Allan,
I'm a newbie TextMate user, and just did the first version update this morning. I have to say, even the previous behavior is disconcerting: I get a dialog saying there's a new version to update to, but no further detail. No list of changes, no button that would take me to a list of changes, and no assurance that the update is authentic. That's enough to make me not use the auto-update feature, but I do still like the notification that there's a new version.
But the other issue is: it's a text editor. I don't want my text editor going off and downloading updates on its own accord. I don't want *any* of my software downloading updates on its own accord, but especially not the stuff that's supposed to be reasonably lightweight.
Just my $.02 on that issue. FWIW, I'm loving TextMate.
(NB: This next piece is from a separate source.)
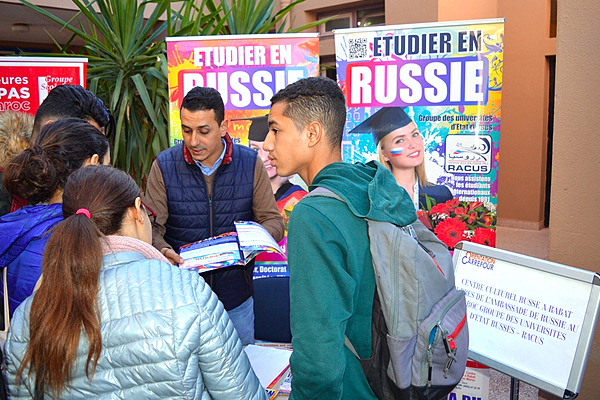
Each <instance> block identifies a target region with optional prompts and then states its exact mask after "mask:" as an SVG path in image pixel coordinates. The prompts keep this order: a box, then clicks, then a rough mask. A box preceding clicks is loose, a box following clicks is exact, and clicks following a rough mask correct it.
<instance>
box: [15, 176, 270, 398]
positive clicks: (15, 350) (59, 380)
mask: <svg viewBox="0 0 600 400" xmlns="http://www.w3.org/2000/svg"><path fill="white" fill-rule="evenodd" d="M63 213H64V217H65V220H64V221H63V222H62V223H61V224H60V225H59V226H58V227H57V228H56V230H55V232H54V234H53V235H52V237H51V238H50V240H49V241H48V245H47V247H46V250H45V252H44V260H43V280H42V284H41V286H40V288H39V290H38V291H37V292H36V293H34V294H33V295H32V296H30V297H29V298H27V300H25V302H23V304H22V305H21V306H20V307H19V308H18V309H17V311H16V312H15V314H14V317H13V320H12V326H11V331H10V333H9V336H8V340H7V342H6V345H5V353H6V376H7V379H8V384H9V389H10V394H11V396H12V398H13V399H21V398H34V397H35V393H36V390H37V391H38V392H39V393H38V398H41V396H40V395H41V394H43V395H44V398H45V399H55V398H56V399H58V398H60V399H109V398H110V399H161V400H166V399H226V400H234V399H240V400H241V399H261V400H266V399H267V395H266V393H265V391H264V389H263V388H262V387H261V386H260V383H259V381H258V379H257V378H256V375H255V374H254V372H253V371H252V369H251V366H250V363H249V361H248V358H247V357H246V355H245V353H244V352H243V351H242V345H241V342H240V341H239V339H238V336H237V333H236V332H235V330H234V328H233V324H232V323H231V321H230V320H229V317H228V315H227V313H226V312H225V310H224V308H223V305H222V304H221V302H219V301H218V299H217V297H216V296H215V294H214V293H213V292H212V291H211V289H210V287H209V286H208V285H207V284H206V283H205V282H204V280H203V279H202V278H201V277H200V276H199V275H198V274H197V273H193V272H190V271H187V270H182V269H180V268H178V267H174V266H172V265H170V264H169V263H168V262H167V261H166V259H164V257H163V256H162V254H161V253H160V252H159V251H158V250H156V249H154V248H153V247H152V246H151V245H150V244H149V243H151V235H152V230H151V221H150V216H149V215H148V211H147V209H146V208H145V206H144V205H143V203H142V202H141V198H140V190H139V188H138V187H137V185H136V184H135V182H134V181H133V180H132V179H131V177H129V176H128V175H127V174H126V173H124V172H122V171H120V170H117V169H114V168H111V167H105V166H90V167H84V168H82V169H80V170H78V171H77V172H76V173H74V174H72V175H71V177H70V178H69V180H68V182H67V184H66V185H65V188H64V194H63Z"/></svg>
It's the most innovative editor I've seen since emacs, and it might be enough to make me actually switch away from my old-skool unix roots. :) Certainly it's the first that's genuinely impressed me, and made me set aside some money for when the demo period expires.
Best regards, Josh
On Oct 21, 2005, at 9:04 AM, Allan Odgaard wrote:
What security problems would there be? It's basically doing exactly the same as the actual version check, download a file from the server, this one is just bigger -- if this is a security concern, you may want to disable version checks altogether :)
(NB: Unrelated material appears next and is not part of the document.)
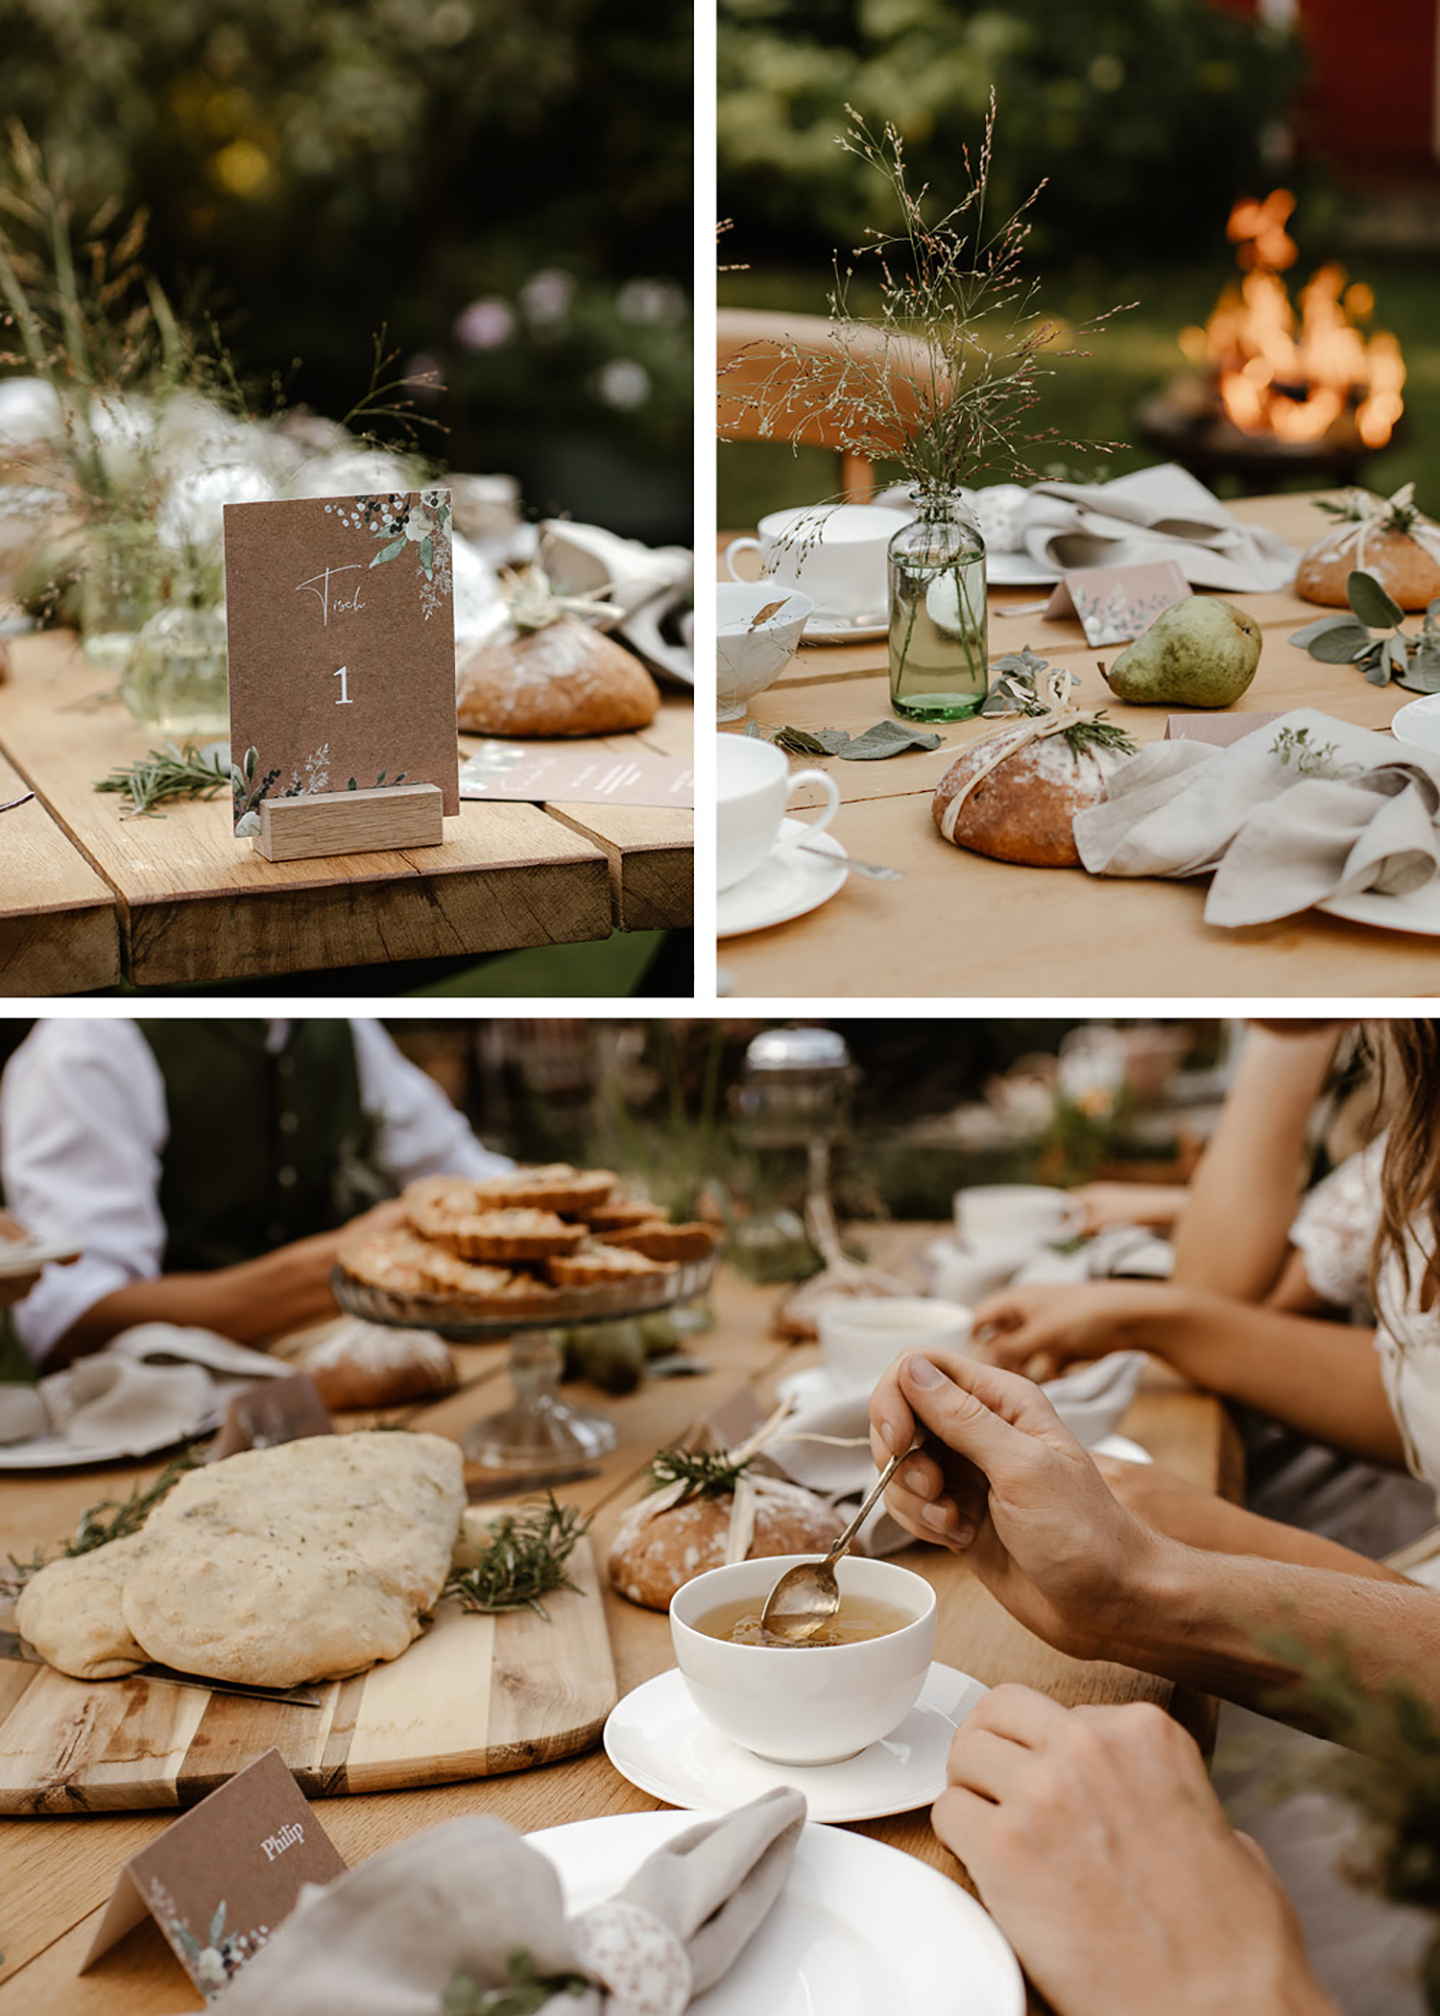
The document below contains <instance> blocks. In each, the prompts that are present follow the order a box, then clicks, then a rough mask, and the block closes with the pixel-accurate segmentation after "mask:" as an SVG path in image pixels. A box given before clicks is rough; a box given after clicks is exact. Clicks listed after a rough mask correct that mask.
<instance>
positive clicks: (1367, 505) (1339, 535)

Available bandwidth: you can cancel the download when it starts. I could make that into a pause/resume. But maybe try it for a few versions and see if you ever actually get the download and it spoils something by consuming bandwidth.
I think this is one of those cases where on paper it sounds like maybe not the best thing to do because of presumed privacy issues or similar, but in real-life it's just a handy time-saver.